Esra Aydin

Esra Aydin

Sozialwissenschaftlerin

Esra Aydin studierte Sozialwissenschaften, weil sie schon immer fasziniert davon war und ist, herauszufinden wie Gesellschaften funktionieren. Sie arbeitet für einen Großkonzern und leitet internationale Kooperationen an der Schnittstelle Gesellschaft, Kunst, Design und Architektur. Zuletzt initiierte sie eine Research Collaboration mit Rem Koolhaas zum Thema Post-Urban.

Im Lichte Indiens

Octavio Paz
Octavio Paz' lebenslange Beschäftigung mit der wesentlich anderen Spiritualität und Sensualität der indischen Kultur hat hier die Form eines großen Essays gefunden.

It‘s complicated. Mein Verhältnis zu Indien, diesem großen, bunten, unübersichtlichen Land. 2012 habe ich ein Kulturprojekt zwischen Delhi und Mumbai betreut und einige Zeit dort verbracht. Kein Land hat mich mehr berührt und fasziniert, und gleichermaßen vollkommen überfordert. Das Stimmengewirr von 14 offiziellen Sprachen, die vibrierende Luft, das Chaos, die tiefe Spiritualität, die Aggressionen, das Laute und das Leise immerzu gleichzeitig und ohne Pausen. Und immer und immer wieder die große Ungerechtigkeit, die Kastenunterschiede, der Glanz und die bittere Armut. Wie geht das? Wie kann so eine Gesellschaft funktionieren? Was ist das unsichtbare Einende, die Kraft? Wie kann ich ein Land lieben und hassen zugleich? Ich habe nichts verstanden.

Der mexikanische Künstler Hector Zamora, der auch in das Projekt involviert war, hat mir „In the light of India“ ans Herz gelegt. „Vielleicht kann es Dir helfen, aus einer mexikanischen Perspektive auf Indien zu blicken.“ sagte er.

Und tatsächlich, der mexikanische Literaturnobelpreisträger Octavio Paz hat in den 1950er Jahren und später noch einmal sechs Jahre bis 1968 als Botschafter seines Landes in Indien verbracht. Viele Jahre später erst hat er seine Essay-Sammlung „In the light of India“ herausgegeben.

Ich habe sie noch einmal viele Jahre später gelesen, aber dem Moment seiner Ankunft in Mumbai, den Paz gleich zu Beginn beschreibt, hat die Zeit nichts anhaben können. Er versetzt mich zurück in das Land, über fünfzig Jahre später, habe ich meine eigene Ankunft in Mumbai ganz genauso erlebt:

“India did not enter me through my mind but through my senses.

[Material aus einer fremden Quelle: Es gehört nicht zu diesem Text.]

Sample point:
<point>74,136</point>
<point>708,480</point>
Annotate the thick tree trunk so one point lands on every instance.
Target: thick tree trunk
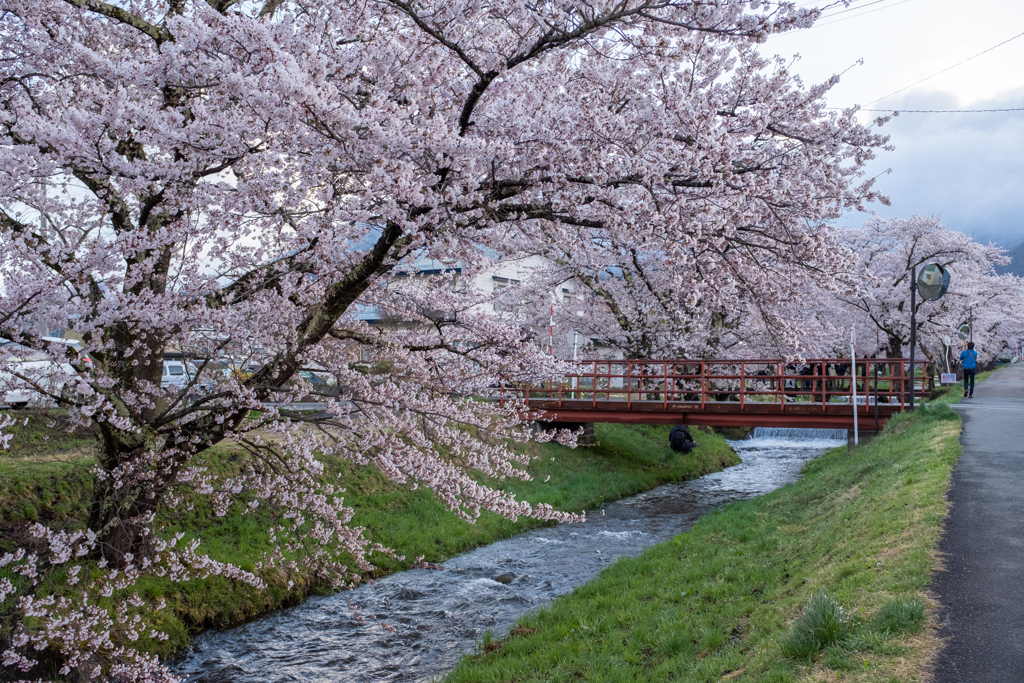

I have spoken of my arrival in Bombay, one morning forty years ago: I can still breathe that humid air, see and hear the crowds in the streets, remember the brillant colours of the saris, the murmur of voices, my dazzlement before the Trimurti in Elephanta.”

Selbst in zwei Kulturen aufgewachsen, kenne ich die Methode, die Paz anwendet, um eine fremde Kultur verstehen zu lernen sehr gut. Die Vergleiche, der Versuch, permanent Parallelen und Unterschiede im Anderen ausgehend vom Eigenen zu erkennen, ist mir sehr vertraut.

Paz relativiert und verstärkt durch seine „mexikanische“ Perspektive das Beobachtete: Das Kastensystem, das koloniale Erbe, die politische Fragilität, die religiösen Konflikte - er verurteilt nicht, er erhebt keinen Anspruch auf Vollständigkeit, er unternimmt lediglich den Versuch, das komplizierte Webmuster der indischen Gesellschaft zu entziffern, indem er sich mitten hinein begibt, die Kultur und Spiritualität aufsaugt, und sich seiner Faszination für sie hingibt.

„Moreover it is beyond my knowledge as well as my intentions. These are glimpses of India: signs seen indistinctly, realities perceived between light and shadow. This book is not for the experts. It is the child not of knowledge but of love.“

Octavio Paz hat mir geholfen, meinen westlich-denkenden Kopf auszuschalten und den überquellenden Reichtum Indiens mit meinen Sinnen zu erleben. Denn Schatten und Licht gehören zusammen.